Verizon’s purchase of Yahoo! for $4.83 billion, while an interesting exercise in combining content, networks and mobile services, highlights the broken norms for paying executives of U.S. corporations.

The short version is that issuing and repricing of stock options compensates executives for bull markets rather than their own performance is absurd.

When the deal is complete, Yahoo Chief Executive Officer Marissa Mayer will walk away with more than $200 million for doing little more than keeping the seat warm for the past four years. Or consider the billion dollars Jack Welch was paid for being brilliant enough to start as General Electric’s CEO when the bull market began in 1982, and then leaving in 2000 when the bull market ended. It didn't hurt either that he cashed in his stock options just before a huge earnings scandal blew up, revealing how the numbers had been massaged for years. The accounting fraud led to a Securities and Exchange Commission settlement related to hedge accounting and revenue recognition and other disclosures.

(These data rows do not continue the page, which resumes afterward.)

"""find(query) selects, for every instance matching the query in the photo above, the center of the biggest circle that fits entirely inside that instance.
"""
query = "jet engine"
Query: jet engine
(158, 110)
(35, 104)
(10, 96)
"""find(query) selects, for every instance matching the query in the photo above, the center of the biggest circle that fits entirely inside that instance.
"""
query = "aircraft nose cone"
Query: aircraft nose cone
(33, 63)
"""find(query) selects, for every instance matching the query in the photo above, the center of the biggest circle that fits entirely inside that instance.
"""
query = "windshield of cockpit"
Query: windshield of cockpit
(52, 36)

Research has shown that external influences account for the majority of a given company’s share price. A rule of thumb is that the company itself is only responsible for about a third of its price movement. The market gets credit for about 40 percent, while the performance of the company's industry drives another 30 percent.

There are of course exceptions. Apple’s incredible share run-up on the iPod, iPhone and iPad is hard to match. But most companies' share price gains and losses largely reflect things beyond the control of the company or its executives.

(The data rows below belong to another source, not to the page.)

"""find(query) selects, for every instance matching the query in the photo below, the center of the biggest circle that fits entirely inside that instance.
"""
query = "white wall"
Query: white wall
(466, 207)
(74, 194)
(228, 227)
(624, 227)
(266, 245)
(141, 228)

Do you have doubts about this thesis? Ask yourself how the best-run companies' share prices did from January 2008 to March 2009? How have the worst-run corporations done from March 2009 to present? Consider industries such as home builders in 2005, mortgage underwriters in 2006 and investment banks in 2007; no matter how well managed they were, shares of those companies all got shellacked.

Many factors go into how well a company’s stock performs:

• State of the economy

• Company’s internal rate of return on capital investment

• Inflation and interest rates

• Management team

• Industry trends

• Global events

• Company revenue and profit

• Secular bull and bear markets

• Intellectual property

• Federal Reserve policy

• This is hardly an exhaustive list.

The key point is that many things can and will affect the price of any one company’s stock.

The counter argument is that you want a steady hand on the tiller when a storm strikes. I don’t disagree, but I am suggesting that paying that steady hand for achieving a market-based performance is foolishness plain and simple.